They began talking about making a run for it, and they said they shared their growing horror over the choices they had made.
“It’s hard to change your mind-set when you have lost everything and sacrificed everything. Even if you feel a tug that tells you something’s not right here, this isn’t O.K., and that there’s too many holes here, something’s wrong, I think it’s very, very difficult when you feel like you have burned bridges, to know how to shift,” Ms. Polman said.
ISIS forbade anyone to leave, planting land mines and using snipers to shoot down anyone who tried. But last month, Ms.
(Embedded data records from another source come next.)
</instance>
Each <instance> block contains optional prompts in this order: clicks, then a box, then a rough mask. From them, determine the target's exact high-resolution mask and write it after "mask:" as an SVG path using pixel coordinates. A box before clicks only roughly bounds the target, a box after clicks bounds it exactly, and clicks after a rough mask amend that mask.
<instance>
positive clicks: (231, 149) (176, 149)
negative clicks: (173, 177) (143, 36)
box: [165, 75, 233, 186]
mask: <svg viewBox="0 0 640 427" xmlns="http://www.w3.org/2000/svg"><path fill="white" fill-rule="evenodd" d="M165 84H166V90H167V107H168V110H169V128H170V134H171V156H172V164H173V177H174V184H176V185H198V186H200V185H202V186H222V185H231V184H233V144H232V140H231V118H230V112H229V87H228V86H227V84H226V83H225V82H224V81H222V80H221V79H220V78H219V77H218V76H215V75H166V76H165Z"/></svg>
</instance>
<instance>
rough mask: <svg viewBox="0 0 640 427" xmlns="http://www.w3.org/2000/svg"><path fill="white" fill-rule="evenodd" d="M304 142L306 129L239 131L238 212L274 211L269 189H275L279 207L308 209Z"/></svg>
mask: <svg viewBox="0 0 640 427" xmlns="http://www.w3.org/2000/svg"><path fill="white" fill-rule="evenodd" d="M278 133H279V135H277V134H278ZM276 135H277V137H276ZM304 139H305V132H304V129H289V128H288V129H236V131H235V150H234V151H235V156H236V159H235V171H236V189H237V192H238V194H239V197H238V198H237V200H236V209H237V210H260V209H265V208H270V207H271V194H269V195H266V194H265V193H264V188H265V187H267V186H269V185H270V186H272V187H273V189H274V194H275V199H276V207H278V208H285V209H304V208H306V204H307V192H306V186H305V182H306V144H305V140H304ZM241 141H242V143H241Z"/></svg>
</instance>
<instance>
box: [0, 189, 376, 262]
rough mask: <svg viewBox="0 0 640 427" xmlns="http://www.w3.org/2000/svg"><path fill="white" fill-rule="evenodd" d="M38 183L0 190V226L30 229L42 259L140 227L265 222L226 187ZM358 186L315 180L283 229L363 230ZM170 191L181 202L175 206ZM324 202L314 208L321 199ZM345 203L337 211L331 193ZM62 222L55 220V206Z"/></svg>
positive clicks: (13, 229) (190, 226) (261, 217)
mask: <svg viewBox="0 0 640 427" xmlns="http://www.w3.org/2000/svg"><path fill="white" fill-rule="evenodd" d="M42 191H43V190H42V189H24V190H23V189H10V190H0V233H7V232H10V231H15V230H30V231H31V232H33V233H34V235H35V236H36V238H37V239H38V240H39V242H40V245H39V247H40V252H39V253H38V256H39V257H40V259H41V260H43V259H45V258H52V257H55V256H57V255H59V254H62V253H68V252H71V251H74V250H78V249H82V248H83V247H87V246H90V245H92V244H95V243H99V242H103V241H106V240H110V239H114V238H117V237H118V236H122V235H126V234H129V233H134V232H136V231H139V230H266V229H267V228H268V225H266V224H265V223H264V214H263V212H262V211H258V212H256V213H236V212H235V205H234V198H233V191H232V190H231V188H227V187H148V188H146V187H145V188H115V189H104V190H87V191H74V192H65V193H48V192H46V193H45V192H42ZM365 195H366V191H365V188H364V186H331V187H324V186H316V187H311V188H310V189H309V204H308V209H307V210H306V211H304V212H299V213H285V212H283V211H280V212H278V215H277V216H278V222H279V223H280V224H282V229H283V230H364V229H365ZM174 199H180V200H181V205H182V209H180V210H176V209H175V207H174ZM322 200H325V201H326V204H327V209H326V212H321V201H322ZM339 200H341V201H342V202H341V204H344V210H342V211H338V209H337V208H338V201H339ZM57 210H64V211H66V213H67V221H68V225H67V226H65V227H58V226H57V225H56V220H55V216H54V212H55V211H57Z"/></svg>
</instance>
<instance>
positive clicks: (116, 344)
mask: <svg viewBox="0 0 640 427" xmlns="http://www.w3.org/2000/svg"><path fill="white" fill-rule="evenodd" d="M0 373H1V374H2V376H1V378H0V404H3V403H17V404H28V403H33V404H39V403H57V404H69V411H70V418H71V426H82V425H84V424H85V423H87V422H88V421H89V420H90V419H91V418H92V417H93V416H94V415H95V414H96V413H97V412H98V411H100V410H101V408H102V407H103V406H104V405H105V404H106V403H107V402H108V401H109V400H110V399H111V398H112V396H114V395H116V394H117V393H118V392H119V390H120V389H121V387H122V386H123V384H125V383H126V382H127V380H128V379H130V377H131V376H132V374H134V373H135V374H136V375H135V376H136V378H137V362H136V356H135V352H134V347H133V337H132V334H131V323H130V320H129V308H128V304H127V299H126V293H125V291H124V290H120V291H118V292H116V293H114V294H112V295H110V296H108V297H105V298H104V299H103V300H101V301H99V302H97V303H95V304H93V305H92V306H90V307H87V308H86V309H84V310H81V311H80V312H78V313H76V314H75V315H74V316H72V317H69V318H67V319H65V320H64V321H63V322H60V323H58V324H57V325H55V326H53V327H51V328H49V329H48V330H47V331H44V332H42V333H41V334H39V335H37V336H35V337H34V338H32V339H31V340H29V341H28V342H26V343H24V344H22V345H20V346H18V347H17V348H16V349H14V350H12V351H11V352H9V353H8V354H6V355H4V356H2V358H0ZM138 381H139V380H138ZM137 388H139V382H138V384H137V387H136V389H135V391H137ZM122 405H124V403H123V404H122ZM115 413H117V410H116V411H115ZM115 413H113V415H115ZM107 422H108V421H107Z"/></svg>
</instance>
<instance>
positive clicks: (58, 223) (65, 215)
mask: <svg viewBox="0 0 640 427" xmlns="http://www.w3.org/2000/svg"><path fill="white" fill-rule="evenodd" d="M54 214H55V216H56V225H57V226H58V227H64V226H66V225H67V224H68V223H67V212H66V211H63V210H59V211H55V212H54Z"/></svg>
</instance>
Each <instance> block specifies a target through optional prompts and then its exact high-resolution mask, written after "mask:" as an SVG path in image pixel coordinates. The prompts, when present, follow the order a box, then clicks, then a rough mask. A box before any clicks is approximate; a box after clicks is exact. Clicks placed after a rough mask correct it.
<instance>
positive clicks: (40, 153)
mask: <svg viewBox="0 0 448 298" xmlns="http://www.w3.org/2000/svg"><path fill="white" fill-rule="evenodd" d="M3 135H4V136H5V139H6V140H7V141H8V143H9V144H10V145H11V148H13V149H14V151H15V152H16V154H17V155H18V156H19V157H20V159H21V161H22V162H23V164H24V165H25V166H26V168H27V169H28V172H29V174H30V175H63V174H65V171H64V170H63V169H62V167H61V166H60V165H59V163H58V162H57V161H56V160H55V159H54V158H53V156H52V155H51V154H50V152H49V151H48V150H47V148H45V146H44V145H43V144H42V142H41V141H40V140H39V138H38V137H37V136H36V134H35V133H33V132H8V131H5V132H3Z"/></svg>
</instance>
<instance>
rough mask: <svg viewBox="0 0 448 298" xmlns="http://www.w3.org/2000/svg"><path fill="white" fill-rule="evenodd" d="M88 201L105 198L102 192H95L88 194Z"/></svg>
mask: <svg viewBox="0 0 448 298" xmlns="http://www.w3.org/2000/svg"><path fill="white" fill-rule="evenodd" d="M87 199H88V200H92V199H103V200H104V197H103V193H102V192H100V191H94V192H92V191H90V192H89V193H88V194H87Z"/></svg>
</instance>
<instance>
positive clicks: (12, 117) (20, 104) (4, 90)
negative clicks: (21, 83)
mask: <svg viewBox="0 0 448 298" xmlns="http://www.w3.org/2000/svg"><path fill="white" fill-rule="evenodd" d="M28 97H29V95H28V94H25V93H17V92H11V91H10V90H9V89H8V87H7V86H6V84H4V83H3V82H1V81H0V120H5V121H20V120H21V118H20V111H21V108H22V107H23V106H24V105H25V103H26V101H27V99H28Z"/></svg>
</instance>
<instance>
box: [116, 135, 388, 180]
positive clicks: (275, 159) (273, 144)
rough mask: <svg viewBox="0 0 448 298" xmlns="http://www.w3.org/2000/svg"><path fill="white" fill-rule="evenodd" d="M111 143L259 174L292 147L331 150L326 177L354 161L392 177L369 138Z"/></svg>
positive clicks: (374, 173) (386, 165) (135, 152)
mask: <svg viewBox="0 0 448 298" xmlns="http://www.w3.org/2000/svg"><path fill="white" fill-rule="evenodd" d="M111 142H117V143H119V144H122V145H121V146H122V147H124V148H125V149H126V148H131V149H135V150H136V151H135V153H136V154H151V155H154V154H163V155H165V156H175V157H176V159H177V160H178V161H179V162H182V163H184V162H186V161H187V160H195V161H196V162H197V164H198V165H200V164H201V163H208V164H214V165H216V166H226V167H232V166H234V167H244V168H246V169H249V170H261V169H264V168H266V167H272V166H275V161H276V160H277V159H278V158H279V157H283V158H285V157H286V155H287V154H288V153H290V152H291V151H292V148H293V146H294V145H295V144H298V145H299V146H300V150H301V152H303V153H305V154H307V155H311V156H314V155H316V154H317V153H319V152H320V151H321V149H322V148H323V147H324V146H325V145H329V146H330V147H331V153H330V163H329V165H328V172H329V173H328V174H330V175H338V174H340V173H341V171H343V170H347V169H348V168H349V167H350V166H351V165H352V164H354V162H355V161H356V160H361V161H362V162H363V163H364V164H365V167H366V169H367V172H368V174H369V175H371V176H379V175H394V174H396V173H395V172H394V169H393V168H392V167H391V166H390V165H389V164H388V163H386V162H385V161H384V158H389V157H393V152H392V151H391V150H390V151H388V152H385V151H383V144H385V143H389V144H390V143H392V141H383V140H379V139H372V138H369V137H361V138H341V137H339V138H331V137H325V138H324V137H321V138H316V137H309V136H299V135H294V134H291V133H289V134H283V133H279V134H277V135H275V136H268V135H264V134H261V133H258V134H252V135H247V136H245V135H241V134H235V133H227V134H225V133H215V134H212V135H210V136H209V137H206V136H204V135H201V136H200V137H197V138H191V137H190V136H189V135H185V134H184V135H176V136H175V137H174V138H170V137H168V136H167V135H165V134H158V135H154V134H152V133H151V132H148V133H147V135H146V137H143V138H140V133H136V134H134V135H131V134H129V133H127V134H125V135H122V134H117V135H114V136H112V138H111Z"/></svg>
Muthana said, she decided to give it a try by latching on to a Syrian family who left Shafa at dusk.
All she took was her baby and his stroller, she said. When darkness fell, the group got lost and spent the night in the frigid cold, she said.
The next day, Jan. 10, she completed the journey and surrendered to American troops in the Syrian desert, who fingerprinted her.
Days later, Ms. Polman followed the same route and surrendered as well. Weeks later, after having no contact from the American or Canadian authorities, she and Ms. Muthana reached out to the Red Cross to get help. They are also in touch with a lawyer who is trying to help navigate their return to North America.
Ms. Muthana gave a handwritten note to the lawyer.
“I realized how I didn’t appreciate or maybe even really understand how important the freedoms that we have in America are. I do now,” she wrote. “To say that I regret my past words, any pain that I caused my family and any concerns I would cause my country would be hard for me to really express properly.”
Mr. Hughes, the deputy director of the George Washington University Program on Extremism, said the United States had an obligation to bring her home — “albeit in handcuffs.”